3472

Deep Learning-Based Affine Medical Image Registration - A Review and Comparative Study on Generalizability
Anika Strittmatter1,2, Lothar R. Schad1,2, and Frank G. Zöllner1,2
1Computer Assisted Clinical Medicine, Medical Faculty Mannheim, Heidelberg University, Mannheim, Germany, 2Mannheim Institute for Intelligent Systems in Medicine, Medical Faculty Mannheim, Heidelberg University, Mannheim, Germany

Synopsis

Keywords: Machine Learning/Artificial Intelligence, Data Processing, Image Registration

In this research we investigated the performance of published neural networks for an affine registration of multimodal medical images and examined the networks' generalizability to new datasets. The neural networks were trained and evaluated using a synthetic multimodal dataset of three-dimensional CT and MRI volumes of the liver. We compared the Normalised Mutual Information, Dice coefficient and the Hausdorff distance across the neural networks described in the papers, using our CNN as a benchmark and the conventional affine registration method as a baseline. Seven networks improved the pre-registration Dice coefficient and are therefore able to generalise to new datasets.

Introduction

Due to the local lesion heterogeneity in patients with oligometastics disease survival rates using common therapy strategies is low. However, employing personalized approaches including minimal invasive image-guide interventions incorporating knowledge on the tumour heterogeneity significantly improves survival1,2, commonly performed using computer tomography (CT) imaging while deriving tumour heterogeneity using MRI.
Therefore, registered images of CT and MRI is warranted. Architectures of several neural networks for medical image registration have been proposed recently. However, as different datasets were used to train and evaluate the networks, a fair comparison is not possible. The objective of this work is to analyse and assess the performance of several neural networks for multimodal affine image registration and to evaluate the generalisability of these networks to new datasets. Therefore, 20 different neural networks were implemented and compared using a synthetic multimodal dataset of three-dimensional CT and MR images of the liver.

Methods

We used a synthetic dataset of 112 three-dimensional CT and MR T1-weighted liver volumes. These were created using a CycleGAN3 on images of the XCAT phantom4.
Each CT volume is reconstructed to a 512x512 matrix with 82-124 slices and a resolution of 1x1x2mm3. MR volumes were created with a matrix of 330x450 and 54-83 slices to match a resolution of 1x1x3mm3. This dataset contains anatomical segmentation masks for the liver.
The CT and MR images are available in two breathing states: inhaled and exhaled. The MR images are registered affinely to the CT images, inhaled state to exhaled state, and vice versa.
Networks Architectures
We implemented 20 neural networks for affine registration of medical images found on IEEE Xplore, PubMed, Web of Science and ScienceDirect with the keywords affine, registration, deep learning, artificial neural network, medical images. The architectures can be broadly grouped into different categories, depicted in figure 1. In some papers, parts of the networks' implementation were unclear, especially parameter settings were not reported making the reproducibility difficult. Assumptions were made for these parameters, and settings commonly used in affine registration network architectures, e.g. a kernel size of 3x3x3, were chosen.
Benchmark Neural Network and Baseline method
As benchmark, we used our own developed Convolutional Neural Network (CNN) (figure 2). As baseline, i.e. as state-of-the-art, we applied the Elastix affine registration algorithm implemented in the SimpleElastix Toolbox using default parameters. Mutual Information is used as objective function.
Training Setting
Training of the networks is performed with semi-supervised learning according to the VoxelMorph framework8. During training, in addition to the fixed and moving images, the segmentations of the fixed and moving images are given as input.

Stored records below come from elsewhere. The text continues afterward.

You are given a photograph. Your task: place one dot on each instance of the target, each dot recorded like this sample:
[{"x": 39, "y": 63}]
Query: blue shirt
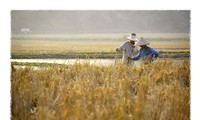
[{"x": 148, "y": 53}]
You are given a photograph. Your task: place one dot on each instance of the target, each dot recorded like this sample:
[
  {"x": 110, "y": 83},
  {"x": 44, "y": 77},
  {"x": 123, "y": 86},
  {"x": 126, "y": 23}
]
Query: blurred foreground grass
[{"x": 160, "y": 90}]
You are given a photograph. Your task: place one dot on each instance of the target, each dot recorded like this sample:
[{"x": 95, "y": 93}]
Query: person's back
[
  {"x": 146, "y": 53},
  {"x": 128, "y": 48}
]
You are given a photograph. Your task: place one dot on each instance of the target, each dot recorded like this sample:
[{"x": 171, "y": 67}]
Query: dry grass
[{"x": 160, "y": 90}]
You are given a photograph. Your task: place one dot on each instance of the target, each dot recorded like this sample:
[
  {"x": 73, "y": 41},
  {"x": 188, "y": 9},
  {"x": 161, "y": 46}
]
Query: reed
[{"x": 160, "y": 90}]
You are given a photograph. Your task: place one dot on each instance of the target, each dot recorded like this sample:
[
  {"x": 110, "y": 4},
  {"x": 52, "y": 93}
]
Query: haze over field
[{"x": 100, "y": 21}]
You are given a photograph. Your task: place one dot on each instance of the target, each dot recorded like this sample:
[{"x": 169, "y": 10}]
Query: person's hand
[
  {"x": 129, "y": 58},
  {"x": 117, "y": 50}
]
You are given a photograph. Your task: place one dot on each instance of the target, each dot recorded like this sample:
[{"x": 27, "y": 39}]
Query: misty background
[{"x": 100, "y": 21}]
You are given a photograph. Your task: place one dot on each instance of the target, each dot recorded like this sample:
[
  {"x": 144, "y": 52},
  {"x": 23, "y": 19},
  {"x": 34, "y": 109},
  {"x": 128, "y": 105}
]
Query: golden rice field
[{"x": 157, "y": 91}]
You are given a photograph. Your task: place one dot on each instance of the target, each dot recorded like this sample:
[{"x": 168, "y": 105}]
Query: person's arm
[{"x": 155, "y": 53}]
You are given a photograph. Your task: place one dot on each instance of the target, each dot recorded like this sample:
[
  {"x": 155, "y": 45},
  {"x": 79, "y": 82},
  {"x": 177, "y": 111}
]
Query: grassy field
[
  {"x": 160, "y": 90},
  {"x": 90, "y": 43}
]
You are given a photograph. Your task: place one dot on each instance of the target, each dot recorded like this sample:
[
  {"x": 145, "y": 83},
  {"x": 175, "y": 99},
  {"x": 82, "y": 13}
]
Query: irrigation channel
[{"x": 22, "y": 63}]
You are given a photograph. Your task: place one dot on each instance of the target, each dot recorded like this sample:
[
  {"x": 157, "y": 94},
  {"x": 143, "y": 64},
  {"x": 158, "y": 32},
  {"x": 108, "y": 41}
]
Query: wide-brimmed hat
[
  {"x": 132, "y": 37},
  {"x": 142, "y": 41}
]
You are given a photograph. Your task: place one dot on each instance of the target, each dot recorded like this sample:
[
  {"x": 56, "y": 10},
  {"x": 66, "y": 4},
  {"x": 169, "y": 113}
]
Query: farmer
[
  {"x": 147, "y": 54},
  {"x": 128, "y": 48}
]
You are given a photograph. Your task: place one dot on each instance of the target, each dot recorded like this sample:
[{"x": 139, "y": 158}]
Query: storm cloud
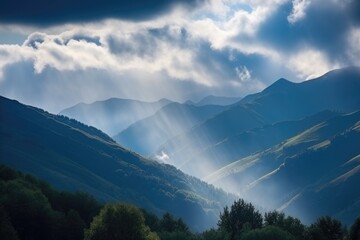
[{"x": 219, "y": 47}]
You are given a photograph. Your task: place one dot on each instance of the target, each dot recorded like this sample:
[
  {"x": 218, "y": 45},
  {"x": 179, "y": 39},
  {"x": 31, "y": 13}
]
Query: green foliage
[
  {"x": 326, "y": 228},
  {"x": 119, "y": 221},
  {"x": 7, "y": 230},
  {"x": 267, "y": 233},
  {"x": 289, "y": 224},
  {"x": 214, "y": 234},
  {"x": 31, "y": 209},
  {"x": 169, "y": 224},
  {"x": 355, "y": 230},
  {"x": 232, "y": 221}
]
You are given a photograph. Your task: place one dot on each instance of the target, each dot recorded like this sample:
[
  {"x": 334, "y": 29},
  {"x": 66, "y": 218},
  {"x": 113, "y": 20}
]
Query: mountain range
[
  {"x": 294, "y": 147},
  {"x": 113, "y": 115},
  {"x": 282, "y": 101},
  {"x": 73, "y": 156}
]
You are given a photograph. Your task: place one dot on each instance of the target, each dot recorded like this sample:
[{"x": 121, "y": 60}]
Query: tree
[
  {"x": 119, "y": 221},
  {"x": 7, "y": 230},
  {"x": 289, "y": 224},
  {"x": 355, "y": 230},
  {"x": 169, "y": 224},
  {"x": 268, "y": 233},
  {"x": 326, "y": 228},
  {"x": 73, "y": 226},
  {"x": 232, "y": 221}
]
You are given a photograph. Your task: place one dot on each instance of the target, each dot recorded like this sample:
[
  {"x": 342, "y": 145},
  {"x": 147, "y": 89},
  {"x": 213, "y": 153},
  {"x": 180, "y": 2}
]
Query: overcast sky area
[{"x": 58, "y": 53}]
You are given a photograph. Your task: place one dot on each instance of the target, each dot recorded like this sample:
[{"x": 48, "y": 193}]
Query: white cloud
[
  {"x": 310, "y": 63},
  {"x": 299, "y": 10},
  {"x": 243, "y": 73},
  {"x": 353, "y": 50}
]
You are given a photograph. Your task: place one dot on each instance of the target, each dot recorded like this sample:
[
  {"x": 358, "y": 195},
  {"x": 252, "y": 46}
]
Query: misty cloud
[{"x": 229, "y": 48}]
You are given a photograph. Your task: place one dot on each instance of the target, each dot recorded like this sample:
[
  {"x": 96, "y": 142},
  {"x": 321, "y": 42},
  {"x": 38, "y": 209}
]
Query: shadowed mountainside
[
  {"x": 72, "y": 156},
  {"x": 337, "y": 91},
  {"x": 146, "y": 135},
  {"x": 113, "y": 115}
]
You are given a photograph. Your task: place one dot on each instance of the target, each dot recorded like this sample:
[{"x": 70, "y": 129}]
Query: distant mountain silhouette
[
  {"x": 113, "y": 115},
  {"x": 73, "y": 156},
  {"x": 146, "y": 135},
  {"x": 337, "y": 91},
  {"x": 217, "y": 100},
  {"x": 313, "y": 173}
]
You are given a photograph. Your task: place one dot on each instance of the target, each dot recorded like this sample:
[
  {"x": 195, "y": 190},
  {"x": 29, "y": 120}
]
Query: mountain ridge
[{"x": 74, "y": 158}]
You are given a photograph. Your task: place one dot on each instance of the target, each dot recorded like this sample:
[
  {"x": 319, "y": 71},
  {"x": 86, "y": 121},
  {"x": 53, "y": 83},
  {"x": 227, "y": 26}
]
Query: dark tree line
[{"x": 31, "y": 209}]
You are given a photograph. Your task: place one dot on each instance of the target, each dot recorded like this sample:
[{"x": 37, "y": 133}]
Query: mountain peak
[{"x": 281, "y": 84}]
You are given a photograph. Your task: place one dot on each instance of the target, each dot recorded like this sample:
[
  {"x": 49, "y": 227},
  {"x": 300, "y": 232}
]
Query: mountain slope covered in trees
[{"x": 72, "y": 156}]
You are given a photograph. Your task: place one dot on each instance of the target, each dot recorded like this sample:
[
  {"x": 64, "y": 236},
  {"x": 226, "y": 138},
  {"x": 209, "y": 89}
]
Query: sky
[{"x": 56, "y": 55}]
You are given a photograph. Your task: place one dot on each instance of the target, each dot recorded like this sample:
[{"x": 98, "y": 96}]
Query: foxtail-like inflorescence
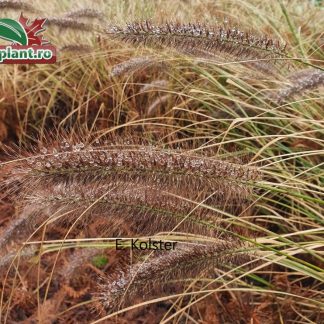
[
  {"x": 202, "y": 40},
  {"x": 129, "y": 163},
  {"x": 185, "y": 262}
]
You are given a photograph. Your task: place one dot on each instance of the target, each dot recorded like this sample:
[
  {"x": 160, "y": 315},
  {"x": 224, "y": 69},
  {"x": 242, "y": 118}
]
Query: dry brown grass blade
[{"x": 301, "y": 81}]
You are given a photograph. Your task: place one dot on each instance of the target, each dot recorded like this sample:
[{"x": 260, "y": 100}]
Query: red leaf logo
[{"x": 33, "y": 29}]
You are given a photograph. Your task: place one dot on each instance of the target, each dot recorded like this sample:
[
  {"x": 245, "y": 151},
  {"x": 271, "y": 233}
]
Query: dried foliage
[
  {"x": 301, "y": 81},
  {"x": 142, "y": 185}
]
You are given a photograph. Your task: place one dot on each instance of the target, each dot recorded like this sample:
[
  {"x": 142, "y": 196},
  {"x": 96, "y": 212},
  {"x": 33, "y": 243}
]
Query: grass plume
[
  {"x": 201, "y": 40},
  {"x": 187, "y": 261}
]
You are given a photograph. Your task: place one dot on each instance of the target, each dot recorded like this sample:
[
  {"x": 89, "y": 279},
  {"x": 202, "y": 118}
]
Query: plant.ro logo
[{"x": 27, "y": 45}]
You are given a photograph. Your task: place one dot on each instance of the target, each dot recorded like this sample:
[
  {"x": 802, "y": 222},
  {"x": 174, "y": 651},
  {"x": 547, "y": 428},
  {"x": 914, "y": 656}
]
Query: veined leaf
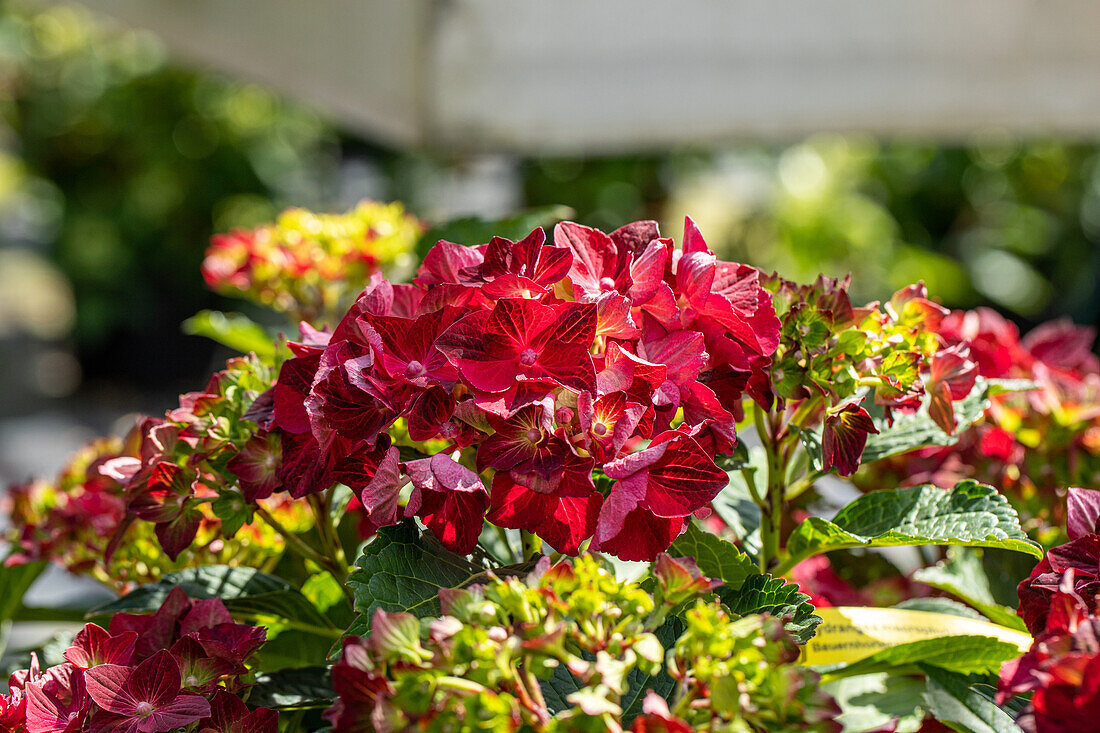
[
  {"x": 245, "y": 592},
  {"x": 716, "y": 558},
  {"x": 870, "y": 702},
  {"x": 760, "y": 593},
  {"x": 734, "y": 504},
  {"x": 963, "y": 577},
  {"x": 402, "y": 570},
  {"x": 971, "y": 514},
  {"x": 294, "y": 689},
  {"x": 662, "y": 684},
  {"x": 952, "y": 699},
  {"x": 232, "y": 329}
]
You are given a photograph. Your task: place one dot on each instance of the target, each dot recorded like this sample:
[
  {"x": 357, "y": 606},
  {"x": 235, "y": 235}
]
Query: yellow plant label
[{"x": 851, "y": 633}]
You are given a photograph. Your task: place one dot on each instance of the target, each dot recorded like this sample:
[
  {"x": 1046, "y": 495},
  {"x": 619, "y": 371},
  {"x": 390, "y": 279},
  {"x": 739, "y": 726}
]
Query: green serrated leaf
[
  {"x": 301, "y": 688},
  {"x": 475, "y": 230},
  {"x": 232, "y": 329},
  {"x": 716, "y": 558},
  {"x": 952, "y": 699},
  {"x": 246, "y": 592},
  {"x": 963, "y": 577},
  {"x": 638, "y": 682},
  {"x": 963, "y": 654},
  {"x": 735, "y": 506},
  {"x": 871, "y": 702},
  {"x": 403, "y": 570},
  {"x": 761, "y": 593},
  {"x": 971, "y": 514}
]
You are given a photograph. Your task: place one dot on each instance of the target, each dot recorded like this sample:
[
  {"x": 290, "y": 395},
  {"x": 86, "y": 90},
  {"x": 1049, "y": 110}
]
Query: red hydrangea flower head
[
  {"x": 1078, "y": 560},
  {"x": 530, "y": 365}
]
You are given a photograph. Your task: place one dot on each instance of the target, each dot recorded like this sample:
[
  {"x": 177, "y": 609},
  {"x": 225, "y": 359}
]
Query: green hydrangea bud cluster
[{"x": 572, "y": 648}]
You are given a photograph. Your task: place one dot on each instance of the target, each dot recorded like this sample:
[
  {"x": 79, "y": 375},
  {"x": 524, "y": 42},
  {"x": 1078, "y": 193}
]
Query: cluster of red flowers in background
[
  {"x": 155, "y": 492},
  {"x": 1031, "y": 444},
  {"x": 545, "y": 363},
  {"x": 145, "y": 673},
  {"x": 1060, "y": 605}
]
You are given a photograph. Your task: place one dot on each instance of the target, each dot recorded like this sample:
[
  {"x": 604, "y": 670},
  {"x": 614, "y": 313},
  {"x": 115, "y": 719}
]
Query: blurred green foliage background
[{"x": 116, "y": 165}]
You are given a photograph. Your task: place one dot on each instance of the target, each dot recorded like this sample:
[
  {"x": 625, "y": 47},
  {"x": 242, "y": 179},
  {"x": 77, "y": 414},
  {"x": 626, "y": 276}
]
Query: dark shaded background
[{"x": 116, "y": 166}]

We used the Dice loss function on the segmentations.
We performed five-fold cross-validation and trained the networks for 100 epochs with a batch size of one, stopping after five epochs with no improvement in validation loss. Adam optimiser was used with a learning rate of 1e-4.
We resized the network's inputs to 256x256x64 voxels. The images were used in half resolution due to GPU memory limitations. The resulting affine transformation was applied to the full resolution images. During preprocessing, the image intensity was normalised to the range [0,1].
Evaluation Metrics
To quantify structural differences, we applied Normalised Mutual Information (NMI) on the fixed and result (moved) image. We measured the overlap of the segmentations of the moved and fixed image using the Dice coefficient and the Hausdorff distance (HD).

Results

No neural network yielded an NMI higher than the NMI of the unregistered images (pre-registration NMI). Seven out of 20 networks improved the Dice coefficient and five networks were able to reduce the Hausdorff distance. Table 1 summarizes the results. The network of Gu et al. (2019)10 achieved the highest Dice coefficient. Our benchmark network yielded a similar Dice coefficient (figure 3). The neural network proposed by Hasenstab et al. (2019)7 failed to register the data at all. The image intensities of the moved image and its segmentation are set completely to background value.

Discussion

We implemented 20 different machine learning-based image registration methods and evaluated them with respect to an affine multimodal registration of CT and MRI images of the liver. Furthermore, we implemented a framework to test and evaluate these approaches systematically.
Our results show that although each network was trained on the synthetic data only few could generalize, i.e. adapt to the new data and produce good registration results compared to a conventional affine registration algorithm and an inhouse developed deep learning approach.
To allow a fair comparison, we tried to reproduce the algorithms as best as possible, however, in some papers, not all parameters for the neural networks’ implementation were described. This is detrimental to the reproducibility and assumptions were made, that may limit possible better registration results.
So far, we only investigated affine transformations applied to synthetically generated data. Future work will focus on patient data and other transformations, e.g. deformable registration.

Conclusion

Although various machine learning algorithms for affine multimodal image registration are proposed, few can generalize to new data and applications. More work should be invested in developing more general applicable image registration techniques to be able to be used in minimal-invasive image guided interventions to support precision medicine in cancer treatment.

Acknowledgements

This research project is part of the Research Campus M2OLIE and funded by the German Federal Ministry of Education and Research (BMBF) within the Framework "Forschungscampus: public-private partnership for Innovations" under the funding code 13GW0388A.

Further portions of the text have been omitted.